REKAYASA KASUS - Kuasa Hukum Chuck, Damianus, menegaskan bahwa pencopotan Jaksa Chuck dari jabatannya adalah sebuah rekayasa. Ia menganggap keterangan saksi ahli mencoba mempengaruhi proses hukum dengan fakta yang belum dapat dipertanggungjawabkan. "Jangan ini menjadi opini yang negatif," ujarnya.

Menurut Damian, apa yang diterangkan saksi merupakan kesaksian yang ada dalam proses pidana. Padahal dalam hal pemecatan adalah bagian dari hukum administrasi. "Jangan dicampurkan pidana dengan hukum administrasi. Kalau dicampur kacau lah,"ungkapnya.

Sementara itu prosesnya masih dalam penyidikan belum diputuskan dalam pengadilan. "Simpel saja, soal ahli Yulianto tadi apa yang diterangkan berdasarkan dari saksi-saksi dari proses penyidikan. Itu Testimonium De Auditu (keterangan yang diberikan oleh saksi terkait suatu peristiwa, bukan berdasarkan penglihatan maupun pendengaran langsung)," katanya.

Dalam SK pencopotan Chuck ada tiga alasan yang tertulis. Pertama, Chuck mengambil langkah sendiri atas perdamaian ahli waris Taufiq Hidayat dan tidak dapat persetujuan pimpinan. Kedua, Chuck dituding melakukan pembiaran terhadap upaya yang dilakukan Kanit Operasi Satgassus terkait barang rampasan di Jatinegara Indah. Ketiga, membiarkan langkah yang ditempuh Kanit Operasi Satgassus terkait persoalan tanah di Cisarua.

Dalam persidangan juga diungkap alasan pemecatan Chuck lantaran ketiadaan nota dinas mengada-ada. Nota dinas tersebut, dalam hal ini sebagai persetujuan melakukan perdamaian gugatan perdata atas sebuah kasus, dalam hal ini tanah di Jatinegara telah diteken oleh Jaksa Agung Basrief Arief.

Namun pihak tergugat menyatakan nota dinas untuk melakukan perdamaian dengan pihak Taufik Hidayat tidak tercatat dalam register Kejagung. "Tidak tercatat dalam register kami," kata Sahroni saksi ahli kedua dalam persidangan tersebut.

Namun saat ditanya majelis hakim, apakah dengan tidak teregister nota dinas itu tidak diakui? "Saya tidak bisa menjawab itu," kata Sahroni yang menjabat sebagai Kepala Sub Bagian Tata Usaha Kejaksaan Agung.

Dia beralasan bahwa saat itu dirinya belum bertugas sebagai Kepala Sub Bagian Tata Usaha Kejaksaan Agung. "Nota dinas yang dimaksud adalah nota dinas tahun 2012,"ujarnya.

Damian menegaskan mempertanyakan keabsahan nota dinas sangat mengada-ada lantaran nota dinas itu ditandatangani sendiri oleh Basrief Arief. "Pada persidangan sebelumnya sudah ada pernyataan pak Basrief Arief bahwa beliau yang menandatangani nota dinas itu," terang Damanius.

Kalau terus mempertanyakan keabsahan nota dinas Chuck maka bagaimana dengan nota dinas Jamwas kepada Kejagung saat menjatuhkan sanksi disiplin kepada Chuck. "Itu tidak ada lembar disposisinya juga soal penjatuhan disiplin kepada Chuck.

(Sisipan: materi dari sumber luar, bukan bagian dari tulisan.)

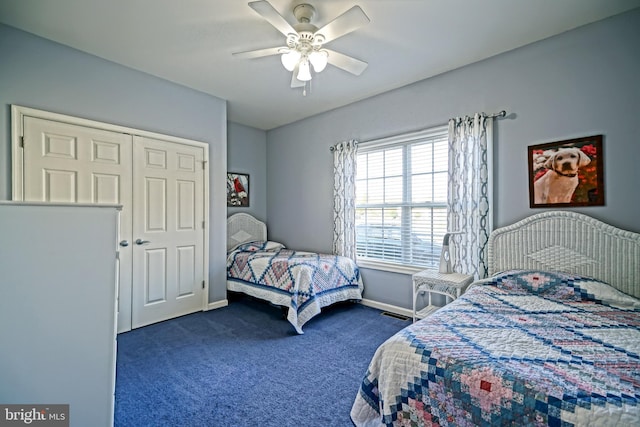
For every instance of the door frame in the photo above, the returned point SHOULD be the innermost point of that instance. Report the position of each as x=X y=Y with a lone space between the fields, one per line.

Apa bedanya,?" tanya Damanius.

Selain itu, Damianus membantah tudingan pihak Kejagung yang mengatakan Chuck hanya menyetor Rp2 miliar dari Rp6 miliar yang dijanjikan. Pembayaran dilakukan bertahap dengan membayar Rp2 miliar di awal. "Pak Chuck tidak pernah terima. Kalau terima buktikan saja. Tagih saja ke pihak ahli warisnya," ujarnya.